In August of 2018 Moyse’s Hall Museum assisted in the identification of not one, but a series of finds all from the same location; a void by an Inglenook in a property known as Codling’s Forge in Long Melford. This ultimately opens up the debate as to whether the deposed discoveries are accidental consignments to their location, or whether alternatively this discovery was an example of a Spiritual Midden; an aspect of Spiritual Archaeology, alongside ritual deposition. To this matter more attention later.

 

Fragments of a Psalm Book 

Firstly to give context to the finds in the order with which they were discovered/presented. The first found was a badly misshapen (beyond restoration) hat with the intriguing inclusion of fragments of a Psalm book. These appeared to have been employed as some sort of lining as they were beneath the stitching in some parts. Two types of stitching were discernible. Firstly that of the professional Milliner, the second, less adroit, and probably historic repair work made by the owner.
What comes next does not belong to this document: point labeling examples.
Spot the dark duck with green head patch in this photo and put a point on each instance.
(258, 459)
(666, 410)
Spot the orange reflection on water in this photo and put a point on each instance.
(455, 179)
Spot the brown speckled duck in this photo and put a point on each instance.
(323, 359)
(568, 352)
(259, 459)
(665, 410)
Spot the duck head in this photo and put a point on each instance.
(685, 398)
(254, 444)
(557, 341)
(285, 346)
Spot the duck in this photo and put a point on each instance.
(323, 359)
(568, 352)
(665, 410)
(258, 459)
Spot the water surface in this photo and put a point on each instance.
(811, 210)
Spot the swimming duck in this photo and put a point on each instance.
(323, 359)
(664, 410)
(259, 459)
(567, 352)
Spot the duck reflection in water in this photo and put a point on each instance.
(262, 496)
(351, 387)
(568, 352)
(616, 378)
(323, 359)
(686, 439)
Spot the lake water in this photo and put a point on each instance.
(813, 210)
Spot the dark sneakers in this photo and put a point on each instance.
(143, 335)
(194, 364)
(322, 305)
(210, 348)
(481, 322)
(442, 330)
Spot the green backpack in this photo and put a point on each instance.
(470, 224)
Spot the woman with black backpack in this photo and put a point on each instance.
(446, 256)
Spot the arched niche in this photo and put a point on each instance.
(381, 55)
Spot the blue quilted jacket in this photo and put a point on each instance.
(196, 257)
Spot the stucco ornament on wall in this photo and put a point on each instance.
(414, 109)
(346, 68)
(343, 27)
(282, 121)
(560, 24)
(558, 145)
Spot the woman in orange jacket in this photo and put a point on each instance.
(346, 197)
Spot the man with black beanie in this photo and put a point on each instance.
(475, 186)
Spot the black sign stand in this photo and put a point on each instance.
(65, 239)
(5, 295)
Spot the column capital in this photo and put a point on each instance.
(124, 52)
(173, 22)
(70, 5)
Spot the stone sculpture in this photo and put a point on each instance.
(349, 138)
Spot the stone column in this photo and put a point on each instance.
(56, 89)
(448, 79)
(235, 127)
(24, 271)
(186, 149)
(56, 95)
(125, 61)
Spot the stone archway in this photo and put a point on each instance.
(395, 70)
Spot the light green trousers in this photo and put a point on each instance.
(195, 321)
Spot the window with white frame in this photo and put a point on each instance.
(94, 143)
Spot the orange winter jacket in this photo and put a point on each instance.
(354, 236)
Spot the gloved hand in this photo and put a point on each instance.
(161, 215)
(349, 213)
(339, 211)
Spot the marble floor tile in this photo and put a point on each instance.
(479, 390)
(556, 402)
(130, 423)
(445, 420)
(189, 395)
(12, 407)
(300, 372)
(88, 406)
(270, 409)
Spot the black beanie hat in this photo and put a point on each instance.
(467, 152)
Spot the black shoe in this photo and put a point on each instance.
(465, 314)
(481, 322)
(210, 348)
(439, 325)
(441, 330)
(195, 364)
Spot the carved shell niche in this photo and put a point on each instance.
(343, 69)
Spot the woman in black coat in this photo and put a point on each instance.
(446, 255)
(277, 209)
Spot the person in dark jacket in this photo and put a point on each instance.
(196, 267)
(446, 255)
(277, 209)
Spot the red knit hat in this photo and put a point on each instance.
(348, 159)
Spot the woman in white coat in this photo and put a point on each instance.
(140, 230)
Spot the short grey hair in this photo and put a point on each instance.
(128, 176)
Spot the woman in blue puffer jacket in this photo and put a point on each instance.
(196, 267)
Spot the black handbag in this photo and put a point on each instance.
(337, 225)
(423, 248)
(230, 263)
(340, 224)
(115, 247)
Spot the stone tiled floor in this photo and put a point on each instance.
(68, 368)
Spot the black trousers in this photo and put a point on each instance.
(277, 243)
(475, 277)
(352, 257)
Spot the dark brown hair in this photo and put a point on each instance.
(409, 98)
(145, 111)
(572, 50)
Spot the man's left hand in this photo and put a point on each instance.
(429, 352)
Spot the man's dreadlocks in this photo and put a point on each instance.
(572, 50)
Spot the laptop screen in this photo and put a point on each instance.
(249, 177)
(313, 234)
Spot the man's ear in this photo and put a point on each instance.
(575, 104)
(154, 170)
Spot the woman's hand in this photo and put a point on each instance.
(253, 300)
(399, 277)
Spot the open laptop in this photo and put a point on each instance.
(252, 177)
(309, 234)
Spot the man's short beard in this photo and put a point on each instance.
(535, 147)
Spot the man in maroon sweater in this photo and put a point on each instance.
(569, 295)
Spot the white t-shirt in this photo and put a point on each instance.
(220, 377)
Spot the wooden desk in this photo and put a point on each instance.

Ultimately this hat was identified by a professional historic milliner as being in the style of a Capotain Hat, a form of head wear popular in the 17th and early 18th century often associated with “Puritan” fashion. This particular specimen could date to 1660-80. Other finds that came in with the hat did not necessarily elaborate on its deposition. These were not necessarily of the same period, but conceivably possible to be so. One appeared to be a pocket corner; the interior part of half a pocket. The other was possibly what seemed to be a pin cushion.

 

Matthew Hopkins: Witch-finder General

It was tempting to try to draw a link between Long Melford’s known association to a history of 17th Century Witch-Hunting. A style of hat made famous by a contemporary image of Witch-finder General Matthew Hopkins wearing it. And the concept of “Ritual Deposition”; the deliberate placing of ephemera in a property’s crevice’s for the purpose of some form of spiritual protection. The fact that there was the inclusion of a religious element in the Psalms further prompted this notion. 

 

Codling Family of Long Melford

The further find of the leather outer bindings of a book gave the helpful hand written inscription of its onetime owner, Lettice Codling and a date of February 23rd 1822. It also mentions that the book belonged to her Mother (of the same name). Local Councillor John Nunn liaising with the Museum had done some of his own research and was helpful in providing the Baptismal records of Lettice Codling. Born to Roger Codling and Lettice Codling Née Bulingbroke. Roger is recorded as Marrying in 1772, but then single by the time of his Daughter’s Baptism in 1774. Therefore one could assume the Mother was dead at this point. Further references to the Codling family at this period Include “Roger Codling Blacksmith” in the Universal British Directory of Trade, Commerce and Manufacture…by Peter Barfoot and John Wilkes C. 1796. A further reference to a Lettice Codling being listed as one of those present at a birth was found, but sadly lost again. In short, however, there is nothing to prove in any certain way that the Codling family were known for their superstitious practices/behaviour, however nor is there evidence to refute that they were not.

 

Apotropaic (Evil Averting) deposit

Further finds of a shoe and scraps of leather and what would appear to be a badly deteriorated Shawl were also made. The Shoe has been dated by Rebecca Shawcross of Northampton Museum as being a Buckle Latchet Shoe, dating to around 1720-1750.  Architect and architectural historian Timothy Easton coined the phrase “Spiritual Midden” to differentiate between the deliberate placing of small objects behind walls and under floors, etc. that is “Ritual Deposition” and the larger groups of deposits found very often by the sides of inglenook fireplaces. Much work has been done by both Eastman and Ralph Merrifield before him to attribute an explanation for both Ritual Deposition and Spiritual Middens. These can only ever be assumptions however, as no contemporary account of the practice was ever recorded.

 

It has been suggested that the location of a fireplace may well have been due to it serving as a potential access point for evil. It was also the most dangerous part of the house and therefore possibly needed some form of Apotropaic (Evil Averting) deposit. The access point to the Spiritual Midden being an upper storey left open, enabling the practice to be continued through successive generations. This would account for the broad range of 17th Century ephemera found at Codling’s Forge. The items found concur with other examples in that they are often “Worn out” and therefore perhaps at the end of their use to their owner. They are also personal at one time retaining characteristics of the owner. For example a shoe may have borne its owner’s smell at one time. The range of artefacts may denote a family depositing to protect itself as a unit. It would appear from looking at other examples this could well be a Spiritual Midden as opposed to an accidentally created time capsule. We sadly still do not know what exactly was thought to have been achieved with each article deposited, or why the specific articles were chosen, but in Codling’s forge we have the rare example of being able to name the individuals who created it, Roger and Lettice Codling.